The Gothenburg Film Festival is looking for a true movie lover to spend a week in a historic lighthouse on a rocky and remote Swedish isle, doing nothing more than watching the films on this year's roster at the Swedish festival.


Where is the island?

The tiny isle of Hamneskär, outside Marstrand on the Swedish west coast, is set in extremely hazardous waters, said to have been feared for centuries. Seafarers are known to have always read The Lord’s Prayer - Pater Noster in Latin - when their ships approached the dangerous reefs and countless shipwrecks gave the island a chilling reputation.


This is as remote as it gets?

The island was long thought to be uninhabitable, but due to the dangerous waters, the lighthouse was constructed in 1868 and given the name Pater Noster as a tribute to the sailors’ prayers. 


The chosen candidate…

…will be granted a week's lodging at the Pater Noster lightkeeper's house, but only for them. No-one else.

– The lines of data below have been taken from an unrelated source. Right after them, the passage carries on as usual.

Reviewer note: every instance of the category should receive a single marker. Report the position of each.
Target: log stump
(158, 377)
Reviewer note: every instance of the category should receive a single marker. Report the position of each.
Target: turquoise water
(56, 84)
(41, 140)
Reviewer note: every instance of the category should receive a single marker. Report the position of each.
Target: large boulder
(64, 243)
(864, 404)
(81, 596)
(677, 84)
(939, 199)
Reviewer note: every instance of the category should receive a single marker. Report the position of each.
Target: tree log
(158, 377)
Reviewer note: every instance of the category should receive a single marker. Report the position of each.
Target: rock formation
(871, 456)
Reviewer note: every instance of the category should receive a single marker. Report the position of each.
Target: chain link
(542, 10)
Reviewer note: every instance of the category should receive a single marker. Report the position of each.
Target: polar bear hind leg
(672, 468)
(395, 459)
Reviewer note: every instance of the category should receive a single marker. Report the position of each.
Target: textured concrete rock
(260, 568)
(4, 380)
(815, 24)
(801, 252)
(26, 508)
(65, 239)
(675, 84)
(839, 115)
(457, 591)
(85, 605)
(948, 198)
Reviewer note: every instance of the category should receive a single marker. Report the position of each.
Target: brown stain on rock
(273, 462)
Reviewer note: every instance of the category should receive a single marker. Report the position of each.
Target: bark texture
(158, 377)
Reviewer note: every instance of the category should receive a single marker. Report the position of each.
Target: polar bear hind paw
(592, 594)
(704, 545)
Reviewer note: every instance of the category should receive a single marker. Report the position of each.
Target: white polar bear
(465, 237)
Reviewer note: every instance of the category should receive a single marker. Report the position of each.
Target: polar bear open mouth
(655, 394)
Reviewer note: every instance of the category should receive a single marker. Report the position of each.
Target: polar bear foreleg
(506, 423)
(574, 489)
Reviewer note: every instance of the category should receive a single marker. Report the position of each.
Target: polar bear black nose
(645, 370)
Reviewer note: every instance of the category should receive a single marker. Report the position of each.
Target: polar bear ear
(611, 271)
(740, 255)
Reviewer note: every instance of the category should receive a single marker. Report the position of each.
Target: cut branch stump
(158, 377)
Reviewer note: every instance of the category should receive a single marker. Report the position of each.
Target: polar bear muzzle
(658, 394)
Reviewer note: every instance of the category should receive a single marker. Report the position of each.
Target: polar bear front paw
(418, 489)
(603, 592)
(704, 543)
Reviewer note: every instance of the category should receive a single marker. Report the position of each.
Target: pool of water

Phones and books are not allowed to accompany the successful applicant, so if you’re looking for a 2021 getaway already, this would fit the bill. Jonas Holmberg, the festival's artistic director, said of the chosen applicant: “They are totally isolated. They are not allowed to bring anyone, of course, but also no phone and not even a book. So it will be only this person and the sea, the waves, the sky and the 60 different premieres that we are screening at the festival."

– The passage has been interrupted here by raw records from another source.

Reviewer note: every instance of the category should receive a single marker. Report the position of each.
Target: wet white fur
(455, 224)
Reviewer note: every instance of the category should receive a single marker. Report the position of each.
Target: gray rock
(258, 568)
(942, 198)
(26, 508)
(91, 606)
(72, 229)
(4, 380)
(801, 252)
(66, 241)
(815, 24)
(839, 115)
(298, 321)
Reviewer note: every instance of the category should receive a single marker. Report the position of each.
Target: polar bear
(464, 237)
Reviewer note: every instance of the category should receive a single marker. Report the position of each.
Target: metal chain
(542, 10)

It’s inspired by the pandemic?

The contest is called The Isolated Cinema and Mr Holmberg said the idea was sparked by the pandemic and how social distancing and lockdown measures have affected the way people watch movies. Mr Holmberg said: ”People have watched so many films, and they are alone, and they turn to the films for company and also for comfort. It's also starting to feel strange to watch films with other people touching each other, hugging and kissing strangers — all kinds of things that have changed the audience's relationship with the films. We want to take this to the extreme and put somebody out there."


It could be me?

Applications are being taken until January 17 from all over the world, although Covid-19 restrictions are being taken into consideration. Interested film fans can apply for the Isolated Cinema on the festival's website. The winning candidate will stay in the lightkeeper's house between January 30 to February 6. Mr Holmberg added: “It will be lonely, of course, and it will be beautiful.”